Denise M. O'Driscoll,1,2 Konstantinos Kostikas,2 Anita K. Simonds,1,2 and Mary J. Morrell1,2

1Clinical and Academic Unit of Sleep and Breathing, National Heart and Lung Institute, Imperial College, and 2Sleep and Ventilation Unit, Royal Brompton Hospital, London, United Kingdom

Submitted 8 July 2004 ; accepted in final form 30 November 2004

The cardiovascular response to an arousal from sleep at the termination of an obstructive apnea is more than double that to a spontaneous arousal. We investigated the hypothesis that stimulation of respiratory mechanoreceptors, by inspiring against an occluded airway during an arousal from sleep, augments the accompanying cardiovascular response.

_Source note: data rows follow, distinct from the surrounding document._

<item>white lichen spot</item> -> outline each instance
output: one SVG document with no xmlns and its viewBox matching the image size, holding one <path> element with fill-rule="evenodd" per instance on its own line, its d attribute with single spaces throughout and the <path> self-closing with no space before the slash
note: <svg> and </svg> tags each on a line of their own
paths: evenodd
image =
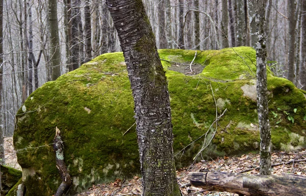
<svg viewBox="0 0 306 196">
<path fill-rule="evenodd" d="M 84 108 L 84 110 L 85 110 L 85 111 L 86 112 L 87 112 L 87 113 L 88 113 L 88 114 L 89 114 L 90 113 L 90 112 L 91 112 L 91 110 L 89 108 L 87 108 L 87 107 L 85 107 Z"/>
<path fill-rule="evenodd" d="M 25 105 L 23 105 L 22 106 L 22 107 L 21 107 L 21 110 L 22 110 L 22 112 L 26 112 L 26 111 L 27 111 L 27 107 Z"/>
</svg>

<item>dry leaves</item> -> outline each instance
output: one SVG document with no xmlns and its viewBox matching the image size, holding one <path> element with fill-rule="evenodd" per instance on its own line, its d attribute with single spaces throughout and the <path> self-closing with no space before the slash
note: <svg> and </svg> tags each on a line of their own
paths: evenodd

Arousals (>10 s) from stage 2 sleep were induced by a 1-s auditory tone (85 dB) during a concomitant 1-s inspiratory occlusion (O) and without an occlusion [i.e., control arousal (C)] in 15 healthy men (mean ± SE: age, 25 ± 1 yr). Arousals were associated with a significant increase in mean arterial blood pressure (MAP) at 4 s (P < 0.001) and a significant decrease in R-R interval at 3 s (P < 0.001). However, the magnitude of the cardiovascular response was not different during C compared with O (MAP: C, 86 ± 3 to 104 ± 3 mmHg; O, 86 ± 3 to 105 ± 3 mmHg; P = 0.99. R-R interval: C, 1.12 ± 0.03 to 0.89 ± 0.04 s; O, 1.11 ± 0.02 to 0.87 ± 0.02 s, P = 0.99). Ventilation significantly increased during arousals under both conditions at the second breath (P < 0.001); this increase was not different between the two conditions (C: 4.40 ± 0.29 to 6.76 ± 0.61 l/min, O: 4.35 ± 0.34 to 7.65 ± 0.73 l/min; P = 0.31). We conclude that stimulation of the respiratory mechanoreceptors by transient upper airway occlusion is unlikely to interact with the arousal-related autonomic outflow to augment the cardiovascular response in healthy young men.

blood pressure; heart rate



Address for reprint requests and other correspondence: D. M. O'Driscoll, Clinical and Academic Unit of Sleep and Breathing, Royal Brompton Hospital, Sydney St., London SW3 6NP, UK (E-mail: d.odriscoll{at}imperial.ac.uk)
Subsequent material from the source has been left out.